Em 21 de dezembro, o número oficial de mortos no mês era de apenas oito. Ao mesmo tempo, porém, os crematórios da capital enfrentavam dificuldades com o aumento de corpos que chegavam para cremação.
No relatório do Centro de Controle e Prevenção de Doenças da China vazado para a imprensa, as autoridades estimam que quase 250 milhões de pessoas foram infectadas com covid-19 nos primeiros 20 dias de dezembro, após o relaxamento das rígidas restrições impostas desde 2020 para controlar a doença.
Os números foram revelados por Sun Yang, vice-diretor do CCD, em reunião a portas fechadas no dia 21 de dezembro, segundo informaram ao jornal britânico Financial Times as pessoas que vazaram a informação.
Sun Yang afirmou que seus cálculos incluíam 37 milhões de pessoas infectadas só no dia 20 de dezembro, acrescentando que a taxa de propagação da covid continuava a aumentar —e estimou que mais de metade da população de Pequim e Sichuan já estava infectada.
Alguns dias depois, em uma notícia incomum publicada por um jornal controlado pelo Partido Comunista da China, o diretor de saúde da cidade de Quigdao, que tem cerca de 10 milhões de habitantes, afirmou que estavam registrando até meio milhão de novos casos por dia.

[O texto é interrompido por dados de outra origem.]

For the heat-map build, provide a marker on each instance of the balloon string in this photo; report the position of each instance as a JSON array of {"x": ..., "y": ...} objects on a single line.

A revelação inédita de que a onda de infecções não estava sendo refletida nas estatísticas oficiais foi rapidamente censurada e republicada sem os números.
Especialistas em saúde preveem que a China vai registrar pelo menos um milhão de mortes por covid em 2023. O Airfinity, site britânico especializado na pandemia, estima que pode passar de dois milhões.
3. O que dizem a OMS e a comunidade internacional?
A OMS manifestou "muita preocupação" com a evolução da situação na China e com as informações que indicam um aumento de casos graves da infecção.
O diretor-geral da OMS, Tedros Adhanom Ghebreyesus, disse que pediu à China que compartilhe os dados sobre a gravidade da doença, as hospitalizações e a capacidade de suas UTIs.
Em seu comunicado, Tedros insistiu que a China deve realizar as investigações solicitadas para chegar a uma avaliação de risco completa da situação em campo.
Ele disse também que a OMS continuará a apoiar a China para que concentre seus esforços na vacinação das pessoas em maior risco em todo o país.
O diretor do programa de emergências da OMS, Mike Ryan, afirmou que eles fariam um apelo à China para que o país importe vacinas de mRNA, como as da Moderna e da BioNTech, que se mostraram mais eficazes contra a covid-19.
A China ainda não aprovou, no entanto, o uso dessas vacinas em sua população.
Entretanto, na última segunda-feira o governo chinês anunciou a reabertura das suas fronteiras e a suspensão do limite de voos para o exterior.
Menos de meia hora após o anúncio, as buscas na internet por viagens para os destinos mais procurados aumentaram 10 vezes em relação ao ano passado.
Mas os turistas chineses não terão livre acesso a todos os países.
As autoridades dos Estados Unidos anunciaram na quarta-feira (28/12) que todos os passageiros provenientes da China, Hong Kong e Macau vão precisar apresentar um teste de covid negativo para entrar no país com o objetivo de "desacelerar a propagação" do vírus.
O Japão, um destino popular para turistas chineses, anunciou que também vai exigir testes de covid negativos na chegada ou o submetimento a uma quarentena de sete dias.
Malásia, Taiwan e Índia também anunciaram restrições, e outros países estão cogitando fazer o mesmo.